飛び降りようとしていた想い人を助けた後の関係値。〜彼女に拉致され『カフェ友』になったかと思ったら、今度は俺の勘違いで『同棲生活』が始まりました!?〜

ハッピーサンタ

プロローグ

第1話:想いは彼方へ──。

 天井のライトで照らされ、小さな丸テーブルの黒い木目までもがはっきりと俺の目に映る。


 そして、俺と彼女の間に響き渡るバイオリンとピアノが合わさった美しい旋律が、さらに瞳の奥の世界を呑み込んでくる。


 ──不思議だ。


 長くて透き通った黒髪を、一本のゴムでポニーテールに結び直す、セーラー服姿の美少女。


 俺は彼女によって、この場所へと誘われたのだ。


 いや、正確には強引に連行されたと言った方が良いか。


 ほんの数時間前まで──夕陽がまだ空に居すわっていたあの時まで、俺と彼女の間を結ぶものは、はっきりと言ってなかったに違いない。


 でもそれは、あくまで俺の主観で、の話だった。


 今の不思議に満ちた世界を眼に焼き付けた夜が明け、日が真ん中に昇った辺りで、それを知ることになる──。

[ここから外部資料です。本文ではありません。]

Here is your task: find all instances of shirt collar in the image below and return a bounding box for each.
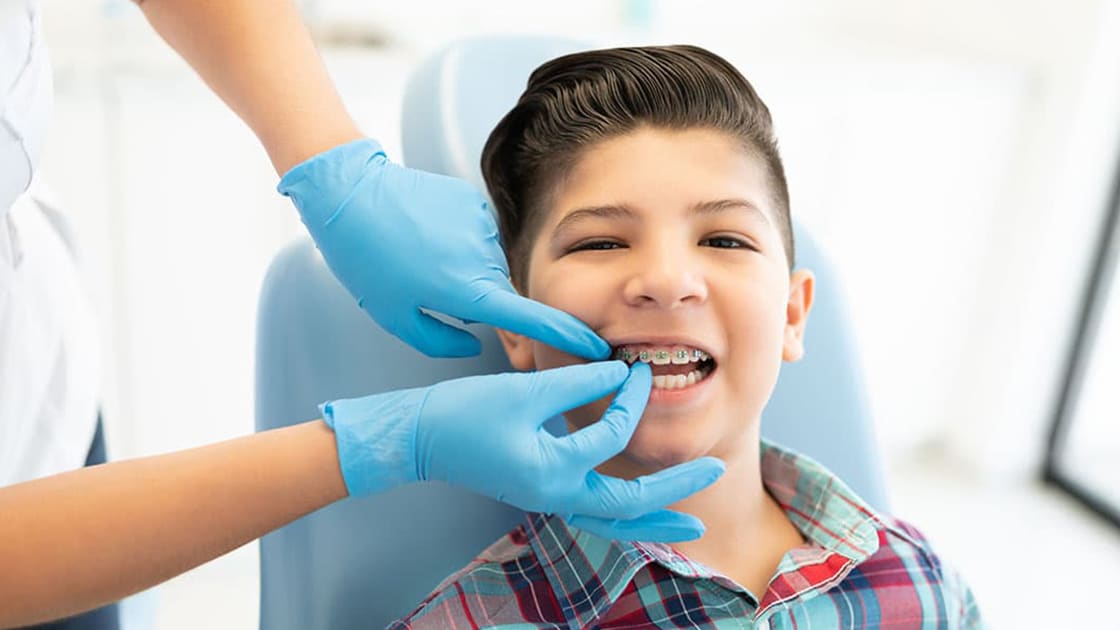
[759,438,882,562]
[526,439,888,627]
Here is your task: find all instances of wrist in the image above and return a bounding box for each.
[320,388,424,497]
[276,138,387,228]
[266,121,366,177]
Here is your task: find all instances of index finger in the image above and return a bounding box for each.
[468,288,611,360]
[566,457,726,520]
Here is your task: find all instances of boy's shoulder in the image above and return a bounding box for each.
[388,521,553,629]
[760,441,983,627]
[851,515,984,628]
[873,513,961,583]
[855,514,942,582]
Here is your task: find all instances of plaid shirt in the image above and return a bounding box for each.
[390,441,982,629]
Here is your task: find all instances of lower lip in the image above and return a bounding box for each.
[647,365,716,406]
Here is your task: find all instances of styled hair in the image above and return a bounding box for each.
[481,44,794,284]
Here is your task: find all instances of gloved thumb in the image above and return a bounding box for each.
[557,362,651,468]
[525,362,631,425]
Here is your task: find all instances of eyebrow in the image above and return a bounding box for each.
[691,198,770,223]
[551,197,770,237]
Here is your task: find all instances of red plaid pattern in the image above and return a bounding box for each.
[391,441,982,629]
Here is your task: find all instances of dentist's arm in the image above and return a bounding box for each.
[0,364,723,628]
[0,420,346,627]
[136,0,359,175]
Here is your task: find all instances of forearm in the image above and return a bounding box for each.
[0,420,347,627]
[136,0,362,174]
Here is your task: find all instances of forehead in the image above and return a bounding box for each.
[542,127,777,228]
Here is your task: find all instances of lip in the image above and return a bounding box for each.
[602,333,719,407]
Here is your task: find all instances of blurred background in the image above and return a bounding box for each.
[34,0,1119,628]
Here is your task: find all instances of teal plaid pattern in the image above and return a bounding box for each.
[391,440,983,629]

 そう、彼女は俺を昨日よりも遥か前から信じてくれていたのだ。


 俺には未だに見えないものを、彼女はずっと前から見えて、いや、じっと見て、眺めて、逃さないでいてくれた。


 だから、今度は俺が彼女を信じる番だろ。


 まったく、自分が好きで自分を好きな奴のことを信じなくて、なによりも、自分を信じなくてどうするんだよ、まったく。


 ああ、やってやるとも。


 待ってろ、日野ひの……いや、水葉みなは


 下の名前で呼ぶと、やっぱ照れるな。


『よしっ!』


 俺はいつも通り喝!を自分に叩き込むと、犬のように腹を見せて甘えてくる猫が招く方へと歩き出した。